I have and will continue blogging, writing, forming, thinking, sharing because that way sanity lies for me, and because of this journey into language, I am able most of the time to give a non-defensive glimpse into the parenting that lies behind our appearance of typicality.
Returning to these new members of our Ch18 family, a family they didn't ask to join, I want them to know how amazingly they are coping, able to see things clearly as parents but also hoping and trying simultaneously to live life day to day.
When I first speak to people new to diagnoses, I realise that my questions hedge around what they know, how they speak about it, what family around them knows, how they explain to outsiders, how they talk to doctors. Language questions every one, because, of course, words are where I found sanctuary, and somewhere I think I always will. If not on this blog, or in my stories, then in the conversations I have with strangers and friends every hour of every day.
In our family, thanks to my funny clever husband who has come up with most of the funny titles of the stories I have written over the years, we have rhymes to ease the nagging that comes at mealtimes from the subtle issues with low muscle tone, oral weakness and neurological mal-coordination....so every meal, on and on, day by day, you can hear us all repeat...

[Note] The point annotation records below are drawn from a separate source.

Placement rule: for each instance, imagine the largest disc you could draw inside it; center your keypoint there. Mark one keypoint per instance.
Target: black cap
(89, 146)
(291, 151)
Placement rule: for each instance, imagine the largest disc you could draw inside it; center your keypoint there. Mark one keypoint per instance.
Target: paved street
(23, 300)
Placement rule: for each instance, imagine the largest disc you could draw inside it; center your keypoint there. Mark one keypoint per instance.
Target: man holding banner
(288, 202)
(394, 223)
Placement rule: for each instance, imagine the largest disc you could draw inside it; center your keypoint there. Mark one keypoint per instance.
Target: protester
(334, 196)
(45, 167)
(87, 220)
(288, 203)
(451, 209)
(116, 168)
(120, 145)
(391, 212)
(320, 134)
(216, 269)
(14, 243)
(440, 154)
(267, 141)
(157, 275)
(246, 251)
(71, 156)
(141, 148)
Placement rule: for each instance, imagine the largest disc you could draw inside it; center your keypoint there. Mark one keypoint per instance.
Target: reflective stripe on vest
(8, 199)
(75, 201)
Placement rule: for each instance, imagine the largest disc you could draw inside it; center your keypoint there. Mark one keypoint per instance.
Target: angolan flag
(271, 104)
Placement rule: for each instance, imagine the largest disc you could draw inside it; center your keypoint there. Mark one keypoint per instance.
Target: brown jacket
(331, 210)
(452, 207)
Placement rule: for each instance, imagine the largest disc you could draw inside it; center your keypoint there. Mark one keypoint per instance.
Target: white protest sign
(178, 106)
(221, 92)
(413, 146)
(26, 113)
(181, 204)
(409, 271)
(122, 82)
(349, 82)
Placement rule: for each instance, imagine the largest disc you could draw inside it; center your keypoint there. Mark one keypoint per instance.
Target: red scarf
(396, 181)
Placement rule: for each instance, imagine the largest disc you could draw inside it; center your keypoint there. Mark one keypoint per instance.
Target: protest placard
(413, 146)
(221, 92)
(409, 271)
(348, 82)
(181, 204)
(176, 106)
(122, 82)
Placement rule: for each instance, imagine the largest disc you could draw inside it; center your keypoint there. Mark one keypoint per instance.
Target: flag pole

Sit wholly over the bowly.
Sit straight over the plate.
Sit squarely on the chairly
Words
And then there are the mantras, there to lighten the dark patches...
I can do it.
I am brave and I can do it.
I am kind and clever.
We are very lucky.
Words and language sewn into our daily routines, consciously there to help make things better.
This is a blog post that has been paused for weeks on end, but finally I know why I kept it. Despite the colour blue tinging my present, and the frustration around a lack of balance and head space for all the things I want to do, words are part of my fabric and always will be.
From the words that go around my head too dangerous to be spoken; the chats with strangers that I pass by each day, the stories these strangers come to tell me; the poems and stories I write; the school sessions that help the children to trust their brains so jam packed with brilliant words and thoughts; the scripts I read and the encouragement I give.
I am steeped in words and instincts and they never fail me, even when they spend more time within me than out.